Structural Characterization and Thermoelectric Properties of Br-Doped AgSn m [Sb 0.8 Bi 0.2 ]Te 2+ m Systems.

Herein, we report the synthesis, structural and microstructural characterization, and thermoelectric properties of AgSn m [Sb 0.8 Bi 0.2 ]Te 2+ m and Br-doped telluride systems. These compounds were prepared by solid-state reaction at high temperature. Powder X-ray diffraction data reveal that these samples exhibit crystal structures related to the NaCl-type lattice.

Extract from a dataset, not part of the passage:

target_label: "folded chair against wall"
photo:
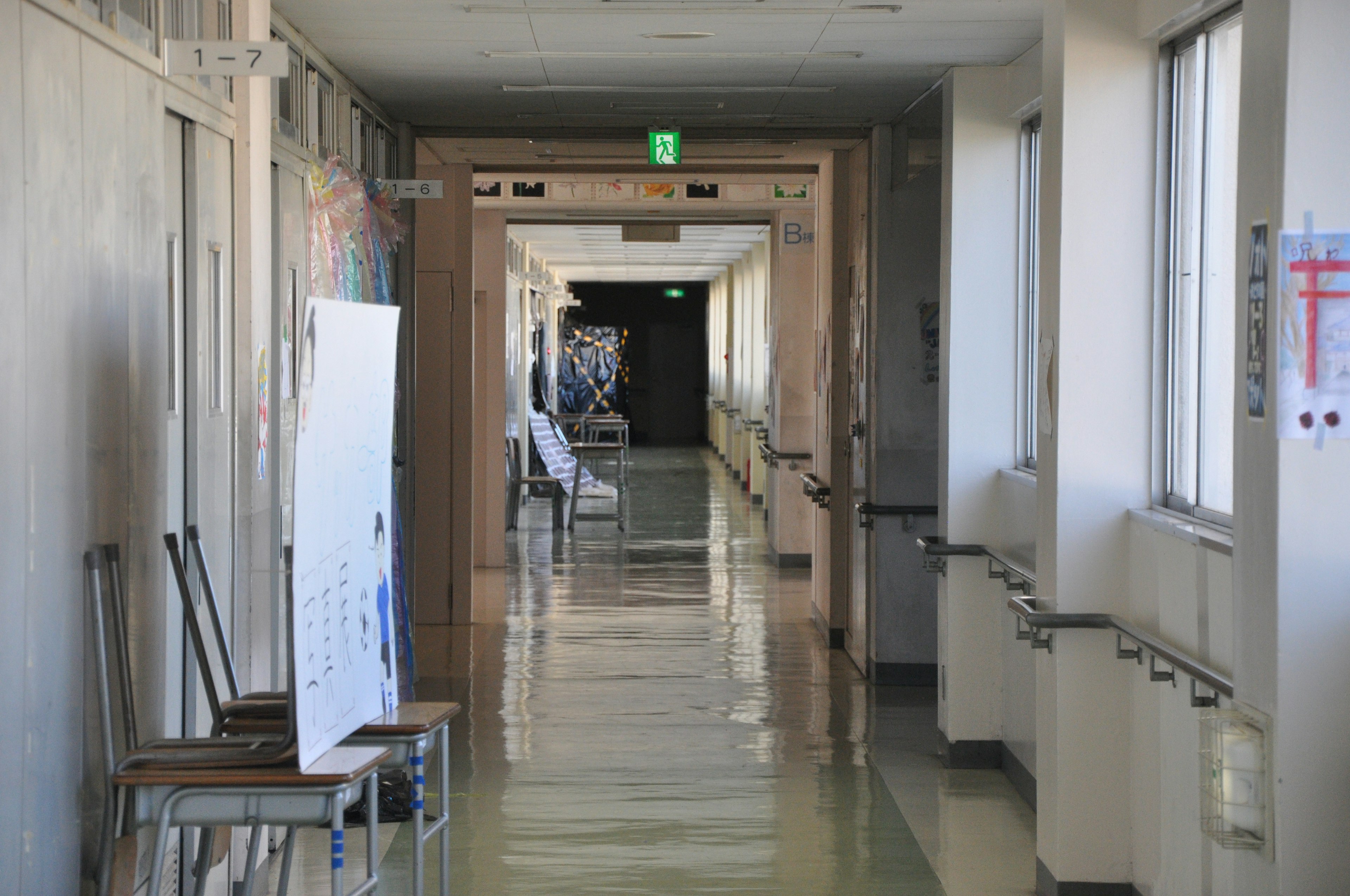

The microstructures and morphologies are investigated by scanning electron microscopy, energy-dispersive X-ray spectroscopy (EDS), and high-resolution transmission electron microscopy (HRTEM). Positive values of the Seebeck coefficient (S) indicate that the transport properties are dominated by holes. The S of undoped AgSn m [Sb 0.8 Bi 0.2 ]Te 2+ m ranges from +40 to 57 μV·K -1 . Br-doped samples with m = 2 show S values of +74 μV·K -1 at RT, and the Seebeck coefficient increases almost linearly with increasing temperature. The total thermal conductivity ( κ tot ) monotonically increases with increasing temperature (10-300 K). The κ tot values of undoped AgSn m [Sb 0.8 Bi 0.2 ]Te 2+ m are ~1.8 W m -1 K -1 ( m = 4) and ~1.0 W m -1 K -1 ( m = 2) at 300 K. The electrical conductivity ( σ ) decreases almost linearly with increasing temperature, indicating metal-like behavior. The ZT value increases as a function of temperature. A maximum ZT value of ~0.07 is achieved at room temperature for the Br-doped phase with m = 4.